Habitat Change Assessment Probe

Contributor
Page Keeley, Francis Eberle, Joyce Tugel
Type Category
Instructional Materials Assessment Materials
Types
Activity , Assessment Item
Note
This resource, vetted by NSTA curators, is provided to teachers along with suggested modifications to make it more in line with the vision of the NGSS. While not considered to be “fully aligned,” the resources and expert recommendations provide teachers with concrete examples and expert guidance using the EQuIP rubric to adapted existing resources. Read more here.

Reviews

Description

This is one of 25 assessment probes from the book,” Uncovering Student Ideas in Science, Volume 2: 25 More Formative Assessment Probes”, by Page Keeley and co-authors. All assessment probes in this collection are aligned to a particular science concept and field-tested by several teachers in classes of diverse student backgrounds. The “Habitat Change” assessment probe is written in the format of a prediction probe, asking students to predict what would happen to divos (imaginary animals living on an island with warm climate and plenty of tree ants, the divo’s source of food) if the environment on that island changes dramatically, and all of the tree ants die. Students are asked to “circle any of the things you think happened to most of the divos living on the island after their habitat changed” (p. 143, Keeley, 2007). Each of the distractors represents a commonly held student misconception about adaptation; one of the choices represents the scientific conception. The second part of the assessment probe asks students to explain their thinking, i.e. explain how they decided what effect the change in the divos’ habitat would have on most of the divos. This formative assessment probe elicits whether or not students think that individuals intentionally can change their physical characteristics (fur length and thickness, or teeth or mouthparts) or their inherited behaviors (digging holes to live in, hibernating in cold weather) in response to a change in the environment.

Intended Audience

Educator and learner
Educational Level
  • High School
Language
English
Access Restrictions

Available for purchase - The right to view, keep, and/or download material upon payment of a one-time fee.

Performance Expectations

HS-LS4-4 Construct an explanation based on evidence for how natural selection leads to adaptation of populations.

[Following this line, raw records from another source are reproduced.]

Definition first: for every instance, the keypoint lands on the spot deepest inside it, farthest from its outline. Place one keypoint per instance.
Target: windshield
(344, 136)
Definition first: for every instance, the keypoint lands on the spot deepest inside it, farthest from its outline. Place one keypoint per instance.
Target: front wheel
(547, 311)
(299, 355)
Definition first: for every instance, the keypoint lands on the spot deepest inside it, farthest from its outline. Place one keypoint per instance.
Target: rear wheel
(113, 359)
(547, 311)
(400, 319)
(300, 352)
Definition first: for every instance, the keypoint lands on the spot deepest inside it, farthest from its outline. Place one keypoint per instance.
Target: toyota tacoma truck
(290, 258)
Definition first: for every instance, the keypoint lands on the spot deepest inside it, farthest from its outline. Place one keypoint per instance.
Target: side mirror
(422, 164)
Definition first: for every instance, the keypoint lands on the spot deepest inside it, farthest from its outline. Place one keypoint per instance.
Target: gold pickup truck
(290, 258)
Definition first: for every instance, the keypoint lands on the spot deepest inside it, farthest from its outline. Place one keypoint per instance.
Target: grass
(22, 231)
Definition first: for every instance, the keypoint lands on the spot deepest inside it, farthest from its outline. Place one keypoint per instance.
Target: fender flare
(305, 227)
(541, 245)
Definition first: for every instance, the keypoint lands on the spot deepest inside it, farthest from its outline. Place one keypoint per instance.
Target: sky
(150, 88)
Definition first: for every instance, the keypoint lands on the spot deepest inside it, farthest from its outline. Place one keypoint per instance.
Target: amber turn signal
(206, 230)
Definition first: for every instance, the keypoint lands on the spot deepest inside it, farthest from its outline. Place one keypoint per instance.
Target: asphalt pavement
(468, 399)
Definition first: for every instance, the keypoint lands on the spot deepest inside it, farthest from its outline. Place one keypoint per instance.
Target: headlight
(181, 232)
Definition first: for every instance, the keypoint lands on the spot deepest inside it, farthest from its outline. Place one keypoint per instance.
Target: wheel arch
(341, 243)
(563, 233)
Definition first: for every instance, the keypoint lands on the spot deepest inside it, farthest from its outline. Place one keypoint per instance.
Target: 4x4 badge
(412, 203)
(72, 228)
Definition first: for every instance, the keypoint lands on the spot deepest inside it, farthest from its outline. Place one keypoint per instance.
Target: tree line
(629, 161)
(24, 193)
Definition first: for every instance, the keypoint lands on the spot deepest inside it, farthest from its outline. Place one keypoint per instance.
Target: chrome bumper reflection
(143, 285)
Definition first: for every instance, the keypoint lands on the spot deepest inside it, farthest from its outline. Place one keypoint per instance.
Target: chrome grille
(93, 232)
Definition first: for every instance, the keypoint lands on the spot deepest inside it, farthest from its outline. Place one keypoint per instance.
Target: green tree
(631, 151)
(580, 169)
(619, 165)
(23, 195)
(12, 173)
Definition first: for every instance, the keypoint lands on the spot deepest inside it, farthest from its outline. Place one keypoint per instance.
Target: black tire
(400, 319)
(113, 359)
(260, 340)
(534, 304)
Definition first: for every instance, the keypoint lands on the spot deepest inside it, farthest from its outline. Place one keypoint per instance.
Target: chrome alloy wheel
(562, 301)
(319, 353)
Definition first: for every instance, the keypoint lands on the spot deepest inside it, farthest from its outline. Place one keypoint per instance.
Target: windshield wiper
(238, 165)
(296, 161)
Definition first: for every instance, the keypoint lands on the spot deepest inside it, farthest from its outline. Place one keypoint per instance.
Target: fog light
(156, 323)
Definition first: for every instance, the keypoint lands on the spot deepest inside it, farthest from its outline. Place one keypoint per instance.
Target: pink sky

Clarification Statement: Emphasis is on using data to provide evidence for how specific biotic and abiotic differences in ecosystems (such as ranges of seasonal temperature, long-term climate change, acidity, light, geographic barriers, or evolution of other organisms) contribute to a change in gene frequency over time, leading to adaptation of populations.

Assessment Boundary: none

This resource is explicitly designed to build towards this performance expectation.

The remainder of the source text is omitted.